Opensource Licenses Explained

Opensource licenses have always been an achilles heel for enterprises. In this article, we try to explain different licenses and how they would be useful for you.

Open source licenses are very much important for any organization. This is because if they are using open source software without understanding the obligations, it may lead to troubles. Proprietary software are owned by other companies. While you generally cannot access proprietary softare without paying for it, it's best not to change anything in proprietary software since it might be covered under licensing agreements.

Proprietary vs open source

Open source software generally have their source code available for the public to take a look. But that said, all open source software are not equal. There are different open source licenses that are being used and you should understand the license under which the open source software is distributed. The restrictiveness of the open source licenses are very important to understand. We are talking about some of the licenses in the order of decreasing restrictiveness.

The GNU General Public License (GPL)

GPL preserves license notifications and copyright terms and is suitable for commercial, patent, and private use. Any software that uses GPL code must distribute all its source code under the same license. So if you use GPL code in your software (e.g., by using a GPL library), and distribute your application, all your source code must be made available under the same GPL license. This restriction makes the GPL a strong copyleft license.

The Affero GPL (AGPL)

AGPL only adds only one clause, but an important one for some software. Because the GPL license is only triggered when software is distributed, there is a loophole for software that is made available over the network only, i.e., not explicitly “distributed”. The AGPL license closes this loophole by including a remote network interaction clause that triggers the GPL license for any software used over a network.

The Lesser General Public License (LGPL)

LGPL provides the same level of terms as the AGPL and GPL copyleft open source licenses, including preserving copyright and license notifications. The prime variation is that smaller projects or objects accessed through larger licensed works do not require distribution of the larger project. Moreover, the modified source does not have to be distributed under the same terms that apply to the larger code project.

The Eclipse Public License (EPL)

EPL is commonly used for business software.With EPL, software developed using EPL, non-EPL, and even proprietary code can be combined and sub-licensed – provided any non-EPL elements reside independently as separate modules or objects. Modifications can be made under the EPL license, but they must be released under the same terms.

The Mozilla Public License (MPL)

MPL is the least restrictive copyleft open source software license. They make it easy to modify and use their code in closed-source and/or proprietary software, as long as any code licensed under the MPL is kept in separate files and these files are distributed with the software. The MPL also includes patent grants and enforces that copyright notices be retained.

Apache License

The Apache License requires license notifications and copyrights on the distributed code and/or as a notice in the software. However, derivative works, larger projects, or modifications are allowed to carry different licensing terms when distributed and are not required to provide source code.

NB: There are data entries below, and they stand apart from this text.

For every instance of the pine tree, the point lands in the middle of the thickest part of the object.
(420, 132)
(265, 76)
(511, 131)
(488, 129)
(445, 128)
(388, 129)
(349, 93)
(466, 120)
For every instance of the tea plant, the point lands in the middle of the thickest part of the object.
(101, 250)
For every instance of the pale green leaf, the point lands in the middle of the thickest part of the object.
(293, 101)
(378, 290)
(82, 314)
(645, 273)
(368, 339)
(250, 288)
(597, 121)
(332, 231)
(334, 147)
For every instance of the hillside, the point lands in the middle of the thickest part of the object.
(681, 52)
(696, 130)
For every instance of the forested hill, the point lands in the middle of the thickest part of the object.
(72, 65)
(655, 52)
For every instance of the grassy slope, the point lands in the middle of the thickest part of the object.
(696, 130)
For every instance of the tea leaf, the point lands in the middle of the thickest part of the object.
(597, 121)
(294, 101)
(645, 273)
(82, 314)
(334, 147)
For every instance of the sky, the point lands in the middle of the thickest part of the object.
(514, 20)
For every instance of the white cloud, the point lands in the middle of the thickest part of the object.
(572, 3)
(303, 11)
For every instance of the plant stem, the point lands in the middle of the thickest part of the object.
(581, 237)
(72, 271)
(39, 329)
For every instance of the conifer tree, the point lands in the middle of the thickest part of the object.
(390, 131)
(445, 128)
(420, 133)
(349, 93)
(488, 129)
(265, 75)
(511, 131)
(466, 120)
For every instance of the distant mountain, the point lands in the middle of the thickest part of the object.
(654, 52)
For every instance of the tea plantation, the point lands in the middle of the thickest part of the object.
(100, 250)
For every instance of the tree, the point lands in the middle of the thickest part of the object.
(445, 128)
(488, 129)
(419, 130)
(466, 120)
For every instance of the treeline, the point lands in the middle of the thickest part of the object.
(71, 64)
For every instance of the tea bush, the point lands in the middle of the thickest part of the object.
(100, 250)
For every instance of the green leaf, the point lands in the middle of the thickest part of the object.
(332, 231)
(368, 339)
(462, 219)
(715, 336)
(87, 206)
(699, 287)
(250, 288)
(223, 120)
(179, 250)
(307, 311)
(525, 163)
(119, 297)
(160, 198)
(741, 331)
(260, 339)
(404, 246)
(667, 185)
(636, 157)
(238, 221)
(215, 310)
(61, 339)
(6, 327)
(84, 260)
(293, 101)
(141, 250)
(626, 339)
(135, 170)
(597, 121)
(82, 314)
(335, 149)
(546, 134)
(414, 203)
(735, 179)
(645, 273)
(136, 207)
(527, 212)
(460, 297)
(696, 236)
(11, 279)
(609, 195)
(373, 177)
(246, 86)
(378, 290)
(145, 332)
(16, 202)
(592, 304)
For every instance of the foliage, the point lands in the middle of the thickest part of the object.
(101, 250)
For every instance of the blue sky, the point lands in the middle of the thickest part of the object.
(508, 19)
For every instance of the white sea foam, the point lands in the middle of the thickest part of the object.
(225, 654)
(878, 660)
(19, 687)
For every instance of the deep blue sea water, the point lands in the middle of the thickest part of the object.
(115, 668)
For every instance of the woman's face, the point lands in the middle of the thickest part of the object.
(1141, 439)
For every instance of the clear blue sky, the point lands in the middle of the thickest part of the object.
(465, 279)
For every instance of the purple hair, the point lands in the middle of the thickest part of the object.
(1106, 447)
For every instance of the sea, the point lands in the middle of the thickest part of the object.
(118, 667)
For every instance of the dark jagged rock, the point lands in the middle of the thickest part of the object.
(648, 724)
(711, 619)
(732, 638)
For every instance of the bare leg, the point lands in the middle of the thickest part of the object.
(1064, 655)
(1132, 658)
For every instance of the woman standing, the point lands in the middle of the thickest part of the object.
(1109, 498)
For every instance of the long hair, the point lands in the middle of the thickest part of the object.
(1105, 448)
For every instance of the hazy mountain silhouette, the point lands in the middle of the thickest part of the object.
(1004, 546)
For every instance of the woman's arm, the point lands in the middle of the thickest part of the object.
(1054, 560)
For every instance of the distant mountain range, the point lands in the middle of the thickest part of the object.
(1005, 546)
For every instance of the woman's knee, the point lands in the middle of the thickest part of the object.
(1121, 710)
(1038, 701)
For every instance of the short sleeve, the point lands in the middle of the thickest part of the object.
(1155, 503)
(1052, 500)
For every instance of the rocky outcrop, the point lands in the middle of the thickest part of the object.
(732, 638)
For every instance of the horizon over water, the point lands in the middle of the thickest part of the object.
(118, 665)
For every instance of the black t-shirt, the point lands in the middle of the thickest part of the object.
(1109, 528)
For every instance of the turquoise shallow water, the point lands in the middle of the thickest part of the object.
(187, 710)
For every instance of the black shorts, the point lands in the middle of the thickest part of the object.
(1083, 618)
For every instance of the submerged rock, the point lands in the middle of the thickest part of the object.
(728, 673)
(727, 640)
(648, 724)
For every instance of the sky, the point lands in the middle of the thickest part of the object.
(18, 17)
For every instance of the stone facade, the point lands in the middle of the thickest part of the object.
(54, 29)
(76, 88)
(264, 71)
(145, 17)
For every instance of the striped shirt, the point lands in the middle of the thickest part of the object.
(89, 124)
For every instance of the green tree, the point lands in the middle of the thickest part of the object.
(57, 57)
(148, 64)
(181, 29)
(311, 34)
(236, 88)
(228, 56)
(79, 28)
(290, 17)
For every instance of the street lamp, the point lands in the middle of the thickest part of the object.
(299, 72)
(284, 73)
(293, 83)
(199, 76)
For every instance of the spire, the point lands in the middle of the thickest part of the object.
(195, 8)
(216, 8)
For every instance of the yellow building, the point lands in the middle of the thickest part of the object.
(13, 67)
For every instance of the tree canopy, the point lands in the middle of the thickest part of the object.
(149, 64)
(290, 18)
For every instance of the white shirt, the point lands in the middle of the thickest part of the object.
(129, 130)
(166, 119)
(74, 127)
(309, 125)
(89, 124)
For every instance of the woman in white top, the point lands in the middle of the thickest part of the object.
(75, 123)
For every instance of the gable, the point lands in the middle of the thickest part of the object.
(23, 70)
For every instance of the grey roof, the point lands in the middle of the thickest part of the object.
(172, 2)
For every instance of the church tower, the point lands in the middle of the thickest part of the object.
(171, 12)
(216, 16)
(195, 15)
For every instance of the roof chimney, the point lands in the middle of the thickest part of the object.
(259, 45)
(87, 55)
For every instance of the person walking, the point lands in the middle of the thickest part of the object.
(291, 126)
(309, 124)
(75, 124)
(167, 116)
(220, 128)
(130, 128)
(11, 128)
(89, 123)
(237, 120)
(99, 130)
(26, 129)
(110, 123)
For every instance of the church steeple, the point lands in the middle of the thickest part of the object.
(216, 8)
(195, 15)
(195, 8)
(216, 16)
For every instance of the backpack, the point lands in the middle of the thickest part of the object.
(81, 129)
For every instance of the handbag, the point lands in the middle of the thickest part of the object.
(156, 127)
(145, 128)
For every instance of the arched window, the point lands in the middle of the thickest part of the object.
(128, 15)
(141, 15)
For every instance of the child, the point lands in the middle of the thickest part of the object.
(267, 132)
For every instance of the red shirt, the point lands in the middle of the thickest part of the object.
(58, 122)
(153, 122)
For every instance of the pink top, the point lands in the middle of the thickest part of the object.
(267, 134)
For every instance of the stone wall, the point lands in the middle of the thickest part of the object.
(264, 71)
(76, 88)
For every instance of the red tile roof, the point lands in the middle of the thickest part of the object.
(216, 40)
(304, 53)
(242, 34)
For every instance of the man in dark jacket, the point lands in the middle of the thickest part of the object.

Apache licenses contain a patent grant.

MIT License

The MIT License, which bears the name of the famous university where it originated, is perhaps the most used open source license in the world, perhaps because it is very short and clear and easy to understand. Iit allows anyone to do whatever they wish with the original code, as long as the original copyright and license notice is included either in the distributed source code or software. It removes any liability from authors and does not explicitly contain a patent grant.

BSD License

The Berkeley Source Distribution (BSD) License is another permissive open source license that preserves license notices and copyrights but allows larger or licensed works to be distributed without source code and under different license terms. The 2- clause BSD License is very similar to the MIT open source license, while the 3-clause and 4-clause BSD licenses add more requirements or restrictions related to reuse and other terms.


Unlicense: As its name indicates, this is the least restrictive of open source licenses because it amounts to making the open source open to the public domain. No conditions apply, meaning these unlicensed works can be distributed without source code and under different terms.